Das Finale der Europa League könnte erstmals rein portugiesisch sein. Benfica muss zittern, Porto darf vom Triple träumen.

München - Ganz Portugal fiebert einem historischen Finale entgegen.

Nach dem 5:1-Hinspielsieg des FC Porto gegen den spanischen Vertreter FC Villarreal geht es wohl nur noch darum, ob der Endspielgegner in der Europa League aus dem Norden oder dem Südwesten Portugals kommt.(DATENCENTER: Europa League)

Benfica Lissabon kämpft nach dem 2:1-Heimsieg bei Sporting Braga (beide Spiele ab 20.50 Uhr im LIVE-TICKER) um das zweite Ticket für das Finale am 18. Mai in Dublin.

Es wäre das erste rein portugiesische Europapokal-Endspiel.

Unbedingt dabei sein will Benficas Angreifer Javier Saviola, er holte 2006 den Uefa-Cup mit dem FC Sevilla.

Glücksmomente, die dem früheren Spieler des FC Barcelona und von Real Madrid auch heute noch präsent sind.

"Der Triumph mit Sevilla war etwas besonderes. Ich will diesen Erfolg mit Benfica wiederholen und unsere Fans glücklich machen", sagte Saviola "uefa.com".

Benfica demütig

Zuvor muss Benfica aber erst einmal Sporting Braga überwinden.

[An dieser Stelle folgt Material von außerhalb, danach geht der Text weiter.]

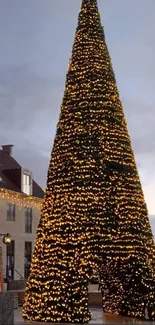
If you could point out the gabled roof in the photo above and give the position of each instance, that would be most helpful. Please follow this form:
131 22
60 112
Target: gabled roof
9 166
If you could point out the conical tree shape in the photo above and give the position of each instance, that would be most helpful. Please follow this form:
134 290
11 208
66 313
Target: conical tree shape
94 210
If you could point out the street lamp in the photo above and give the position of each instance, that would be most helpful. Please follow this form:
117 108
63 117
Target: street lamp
6 240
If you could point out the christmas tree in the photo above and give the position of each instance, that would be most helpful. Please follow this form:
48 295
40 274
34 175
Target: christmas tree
94 211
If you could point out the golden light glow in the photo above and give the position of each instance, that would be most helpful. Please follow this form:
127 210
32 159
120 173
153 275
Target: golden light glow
20 199
94 214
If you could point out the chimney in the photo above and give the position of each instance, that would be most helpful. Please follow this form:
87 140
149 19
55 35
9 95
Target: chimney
8 149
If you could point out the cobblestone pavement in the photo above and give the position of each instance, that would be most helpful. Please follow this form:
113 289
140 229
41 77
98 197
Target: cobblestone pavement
98 318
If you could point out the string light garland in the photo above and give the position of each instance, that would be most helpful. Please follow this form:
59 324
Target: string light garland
20 199
94 215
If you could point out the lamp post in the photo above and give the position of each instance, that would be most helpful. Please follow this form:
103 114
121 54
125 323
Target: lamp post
6 240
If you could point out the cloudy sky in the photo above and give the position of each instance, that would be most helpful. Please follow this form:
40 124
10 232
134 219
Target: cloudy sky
36 38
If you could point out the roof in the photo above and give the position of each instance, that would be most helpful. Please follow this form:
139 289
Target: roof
10 175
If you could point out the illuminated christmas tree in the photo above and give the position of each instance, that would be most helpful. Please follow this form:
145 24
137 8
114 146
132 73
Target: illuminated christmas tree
94 211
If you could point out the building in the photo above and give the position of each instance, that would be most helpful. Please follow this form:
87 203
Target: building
20 204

Keine einfache Aufgabe. "Wir müssen dieses Spiel sehr demütig und mit einer Menge Vorsicht angehen. Wir spielen gegen ein sehr starkes Team", sagte Saviola.

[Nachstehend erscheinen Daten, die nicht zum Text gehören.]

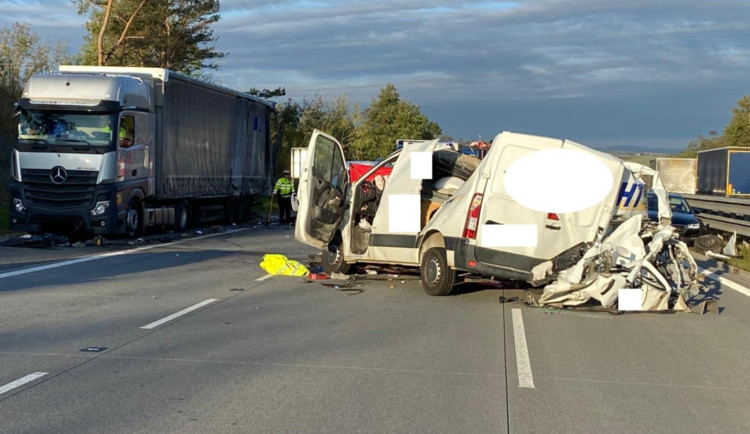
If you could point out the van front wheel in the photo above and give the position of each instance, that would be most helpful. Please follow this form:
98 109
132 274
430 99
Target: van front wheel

Der Auswärtstreffer von Vandinho im Hinspiel lässt allerdings auch Ligarivale Braga hoffen.

Trainer sehr stolz

Der aktuelle Tabellendritte baut auf seine mannschaftliche Geschlossenheit.

"Wir haben ein Team von Kämpfern, das viel Einsatz zeigt. Wer immer alles gibt, kann erfolgreich sein", sagt Trainer Domingos Paciencia.

Braga steht zum ersten Mal im Halbfinale eines europäischen Wettbewerbs.

"Es macht mich sehr stolz, dass ich diese Mannschaft anführe und dass wir mit unseren Fans historische Momente erleben, so Paciencia weiter.

Falcao kann Rekord brechen

Einen Schritt weiter ist bereits der FC Porto. Nach dem deutlichen Erfolg im Hinspiel gegen Villarreal darf der portugiesische Meister und Pokalsieger vom Triple träumen.

Dabei setzt der Champions League-Sieger von 2004 insbesondere auf Torjäger Falcao, der im Hinspiel gleich viermal traf.

Mit seinen insgesamt 15 Treffern im laufenden Wettbewerb hat der "Falke" mit dem bisherigen Rekordtorschützen und 108-maligen deutschen Nationalspieler Jürgen Klinsmann gleichgezogen.

Hoher Erfolg notwendig

Dem FC Villarreal, der im Achtelfinale den Bundesliga-Zweiten Bayer Leverkusen ausgeschaltet hatte, hilft dagegen nur ein hoher Heimsieg.

Im Viertelfinale schaffte die Elf von Trainer Juan Carlos Garrido einen 5:1-Erfolg gegen Twente Enschede aus den Niederlanden.

Dieses Resultat würde den spanischen Erstligisten diesmal zumindest in die Verlängerung retten.